Ricotta cheese is simple and quick to make the only thing you need is a good cheese cloth and some good starting dairy. While hard to find these days, best milk to use is farm fresh, unseparated, and unpasteurized. If you can’t find that, try to get dairy from a health food store, it will not be over pasteurized.
If you can avoid it, try not to use ultra-high temperature (UHT) pasteurized milk, which is mostly what they sell in local grocery story. The problem with UHT milk is that in the quest to maximize processing time, they over-heat the milk killing not only the bad bacteria but also the good bacteria. Aside from taste and calcium and what vitamins they add back in, this milk has no health benefit, might as well take a one-a-day with a glass of water. Because the good bacteria was killed off during pasteurization, it won’t curdle well when mixed with vinegar, which means it won’t make good cheese.
In the same vein, avoid low fat milk (1%, 2%, or skim). Fats is what gives your cheese structure and body. In fact, I like to substitute a half to full cup of heavy cream for whole milk to give my starting dairy a fighting chance.
A final note, Italian ricotta cheese is pretty much the same as East Indian Paneer cheese, the main difference is ricotta is crumbly and paneer is in a block that can be cut into cubes. So depending on what you are preparing the cheese for, you adjust the final step in the process.

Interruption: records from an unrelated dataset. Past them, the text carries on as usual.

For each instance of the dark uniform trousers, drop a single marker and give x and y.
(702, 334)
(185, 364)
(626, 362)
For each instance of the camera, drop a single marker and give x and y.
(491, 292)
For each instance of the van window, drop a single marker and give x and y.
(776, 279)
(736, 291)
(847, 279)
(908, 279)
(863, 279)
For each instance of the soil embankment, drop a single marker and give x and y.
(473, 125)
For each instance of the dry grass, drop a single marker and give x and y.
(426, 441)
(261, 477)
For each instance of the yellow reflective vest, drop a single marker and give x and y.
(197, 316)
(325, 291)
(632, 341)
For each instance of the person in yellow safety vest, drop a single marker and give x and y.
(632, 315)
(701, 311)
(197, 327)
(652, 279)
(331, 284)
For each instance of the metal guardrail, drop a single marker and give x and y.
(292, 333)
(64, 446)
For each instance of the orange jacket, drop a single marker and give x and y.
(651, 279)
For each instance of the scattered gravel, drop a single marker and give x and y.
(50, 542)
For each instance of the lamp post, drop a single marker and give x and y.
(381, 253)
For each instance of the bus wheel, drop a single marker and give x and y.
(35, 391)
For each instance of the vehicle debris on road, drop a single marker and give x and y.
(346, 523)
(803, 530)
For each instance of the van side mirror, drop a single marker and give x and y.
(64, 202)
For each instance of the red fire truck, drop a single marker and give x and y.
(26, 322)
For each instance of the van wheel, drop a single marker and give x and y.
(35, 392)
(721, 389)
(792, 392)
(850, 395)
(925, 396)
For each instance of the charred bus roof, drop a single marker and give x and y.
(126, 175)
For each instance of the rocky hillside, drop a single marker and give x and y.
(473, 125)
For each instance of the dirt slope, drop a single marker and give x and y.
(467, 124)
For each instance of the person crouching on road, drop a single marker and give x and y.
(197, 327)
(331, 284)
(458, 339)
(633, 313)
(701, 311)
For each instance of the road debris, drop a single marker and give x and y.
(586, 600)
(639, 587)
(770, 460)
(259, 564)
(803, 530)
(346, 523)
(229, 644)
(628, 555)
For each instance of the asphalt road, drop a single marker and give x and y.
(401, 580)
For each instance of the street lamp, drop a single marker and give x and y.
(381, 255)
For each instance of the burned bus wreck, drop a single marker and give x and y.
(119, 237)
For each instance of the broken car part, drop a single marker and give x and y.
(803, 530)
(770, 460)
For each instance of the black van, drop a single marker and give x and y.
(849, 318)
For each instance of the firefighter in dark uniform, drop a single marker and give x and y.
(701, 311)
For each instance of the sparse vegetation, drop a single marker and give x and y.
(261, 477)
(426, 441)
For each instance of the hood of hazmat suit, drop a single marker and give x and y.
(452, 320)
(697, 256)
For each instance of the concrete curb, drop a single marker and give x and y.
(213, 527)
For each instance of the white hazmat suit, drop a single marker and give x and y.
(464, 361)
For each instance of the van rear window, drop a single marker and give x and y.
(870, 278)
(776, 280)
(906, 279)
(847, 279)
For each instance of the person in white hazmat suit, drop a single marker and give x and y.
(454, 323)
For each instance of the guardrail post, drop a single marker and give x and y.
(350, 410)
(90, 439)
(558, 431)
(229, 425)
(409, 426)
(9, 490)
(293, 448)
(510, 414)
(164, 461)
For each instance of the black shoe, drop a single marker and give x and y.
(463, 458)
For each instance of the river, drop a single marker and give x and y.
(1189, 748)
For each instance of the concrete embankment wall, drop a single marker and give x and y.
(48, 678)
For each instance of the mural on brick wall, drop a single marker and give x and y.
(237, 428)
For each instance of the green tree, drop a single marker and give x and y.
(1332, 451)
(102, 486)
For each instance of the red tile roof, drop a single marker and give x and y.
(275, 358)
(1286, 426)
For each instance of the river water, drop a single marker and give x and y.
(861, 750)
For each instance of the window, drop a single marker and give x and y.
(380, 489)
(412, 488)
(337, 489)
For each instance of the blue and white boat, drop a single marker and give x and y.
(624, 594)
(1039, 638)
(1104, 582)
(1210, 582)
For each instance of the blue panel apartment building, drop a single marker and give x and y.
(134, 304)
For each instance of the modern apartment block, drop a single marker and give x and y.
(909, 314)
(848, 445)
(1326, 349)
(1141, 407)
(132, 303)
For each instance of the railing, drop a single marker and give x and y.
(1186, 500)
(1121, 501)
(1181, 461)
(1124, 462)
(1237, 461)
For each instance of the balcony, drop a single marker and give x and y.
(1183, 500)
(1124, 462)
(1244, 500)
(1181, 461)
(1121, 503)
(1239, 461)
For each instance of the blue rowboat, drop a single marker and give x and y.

- 64 oz. (~2 liters) whole milk
- 1 ½ tsp salt
- 5 oz. white vinegar (10 TBL) – can substitute 2 oz. fresh lemon juice
- Note: I usually double the recipe since I buy a gallon of special milk.
- Rinse large saucepan with water and drain but do not wipe (helps prevent the milk from sticking to the sides of the pan).
- Place the milk and salt into saucepan and heat at medium until milk just comes to the boil. Take your time and let the milk slowing come to a boil.
- Stir frequently while warming to prevent milk from scorching to the bottom of the pot.
- As soon as milk starts to boil, to the point where the milk froths and bubbles start to appear on the sides of the pan, remove from heat.
- Stir in half of vinegar and leave for a few seconds to do it’s magic.
- Add rest of vinegar, stir and mix well. The milk should separate into curds and whey. Just so you don’t panic, the whey will be a lime green liquid that has many uses in baking and health food diets.
- Let curds and whey sit in the pot for 5 minutes cooling down.
- Prepare a sieve lined with a double layer of cheese cloth (or muslin), place this over a large bowl if you want to keep the whey or, drain directly over the sink if you don’t want to keep the whey.*
- Pour the heated milk mixture into the lined sieve and allow to sit in the sieve for another 5 minutes.
- Tie the ends of the cheese cloth together and allow the ricotta cheese to hang and drain for about 5 – 10 minutes. I suspend the cheese cloth on a rolling pin over a large pot. I don’t use the cheese press unless I want this cubed rather than crumbly.
- If you want dry ricotta, squeeze as much whey out as possible. If you want slightly moist ricotta, squeeze less.
- Transfer cheese to a bowl, use the back of a spoon to press it down, allow it to cool for a least several hours.
- Can store in the fridge up to a week or can be frozen.
*Note: I recommend keeping the whey, it’s packed with proteins and can be used as a diet drink or in baking as a water substitute. You can also use it to cook rice, risotto, or corn on the cob.